Harden led the league in scoring again the next two seasons, but his Rockets failed to return to the conference finals. Harden pushed the Rockets to flip Paul for Russell Westbrook. That version of the Rockets won one playoff series before once again burning out in the second round. Then the contract of head coach Mike D'Antoni wasn't renewed. Soon after, Daryl Morey, the team's president of basketball operations and Harden's greatest proponent in the NBA, moved on.
Recognizing that the championship window in Houston had closed, Harden pushed for a trade. He set his sights on the Nets (despite some statements to the contrary that Harden has made, at the time, Brooklyn was indeed his preferred destination, according to sources with knowledge of the trade negotiations), believing they offered him his best chance at a title. He arrived in Brooklyn in the middle of January 2021 and played MVP-level basketball. The Nets put up record offensive numbers and won 27 of their next 36 games.

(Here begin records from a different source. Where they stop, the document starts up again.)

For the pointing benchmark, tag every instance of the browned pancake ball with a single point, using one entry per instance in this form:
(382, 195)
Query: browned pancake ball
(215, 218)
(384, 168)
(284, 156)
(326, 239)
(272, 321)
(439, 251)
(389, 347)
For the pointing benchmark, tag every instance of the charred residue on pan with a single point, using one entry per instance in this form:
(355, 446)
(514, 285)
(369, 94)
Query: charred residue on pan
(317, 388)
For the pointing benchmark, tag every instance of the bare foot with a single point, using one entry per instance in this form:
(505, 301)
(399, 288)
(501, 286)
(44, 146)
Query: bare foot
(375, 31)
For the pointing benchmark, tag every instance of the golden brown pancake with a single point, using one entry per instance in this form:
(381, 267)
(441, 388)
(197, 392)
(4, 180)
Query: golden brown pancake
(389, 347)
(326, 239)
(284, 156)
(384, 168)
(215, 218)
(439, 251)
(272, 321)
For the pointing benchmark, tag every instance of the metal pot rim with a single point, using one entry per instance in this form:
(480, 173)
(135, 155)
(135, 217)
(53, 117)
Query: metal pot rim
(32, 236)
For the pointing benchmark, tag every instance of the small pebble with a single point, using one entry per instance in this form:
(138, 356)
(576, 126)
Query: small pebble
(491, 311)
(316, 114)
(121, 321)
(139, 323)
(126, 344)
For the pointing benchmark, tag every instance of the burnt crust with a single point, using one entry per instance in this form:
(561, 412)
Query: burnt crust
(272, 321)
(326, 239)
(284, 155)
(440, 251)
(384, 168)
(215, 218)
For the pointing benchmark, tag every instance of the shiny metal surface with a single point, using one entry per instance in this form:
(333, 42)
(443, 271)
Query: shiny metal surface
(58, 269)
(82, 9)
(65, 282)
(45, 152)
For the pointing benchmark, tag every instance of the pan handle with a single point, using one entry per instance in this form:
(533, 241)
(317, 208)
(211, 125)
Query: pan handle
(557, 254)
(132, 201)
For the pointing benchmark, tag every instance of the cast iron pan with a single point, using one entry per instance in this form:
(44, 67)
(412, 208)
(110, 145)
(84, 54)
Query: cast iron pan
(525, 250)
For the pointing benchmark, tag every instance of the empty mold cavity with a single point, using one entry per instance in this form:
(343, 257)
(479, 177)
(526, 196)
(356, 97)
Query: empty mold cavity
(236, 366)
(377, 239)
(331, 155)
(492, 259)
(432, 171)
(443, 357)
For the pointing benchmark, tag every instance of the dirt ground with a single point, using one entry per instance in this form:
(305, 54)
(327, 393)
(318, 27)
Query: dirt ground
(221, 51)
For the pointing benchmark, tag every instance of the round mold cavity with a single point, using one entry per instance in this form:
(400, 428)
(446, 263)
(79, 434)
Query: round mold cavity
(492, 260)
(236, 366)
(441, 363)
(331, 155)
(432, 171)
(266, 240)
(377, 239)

Then came the hamstring strain. The injury sidelined Harden for 21 of the Nets' final 24 games, more than he'd missed over the previous six seasons combined. He returned for the playoffs but re-aggravated the injury in Game 1 of the second round against the Milwaukee Bucks.
"Normally after games, even losses, we talk in the car after," Payne said. "That night, no one said anything. The only sound in the car was [Harden] yelling, ‘F---!'"
Harden rejoined the Nets midway through that round. He played out the series against the eventual champs basically on one leg, somehow even going 53 minutes in a Game 7 overtime loss.
"He felt like he let his teammates down by being hurt," Payne said. "In the past, he'd been annoyed at other people for taking games off, and his thing was always, ‘I don't take games off, I don't miss games.' This was something he'd never dealt with before."
The injury meant Harden had to spend his 2021 offseason – already shortened due to the pandemic schedule – rehabbing instead of training. Then things in Brooklyn went haywire.
First, there was the whole Kyrie Irving vaccination mess. Also, Harden and Durant, according to multiple Nets sources, butted heads during the season – Durant didn't think Harden was in peak physical shape, and told him as much; Harden, meanwhile, struggled to adjust to an ecosystem where everything was no longer catered to him. According to a friend, Harden also became frustrated with the Nets training staff and its focus on maintenance, rest and recovery; after all, in Houston he'd run stadium stairs and lift – even after games sometimes – and he never got hurt.
"Once it got to a certain point, James was just over all of it," a Nets staffer said.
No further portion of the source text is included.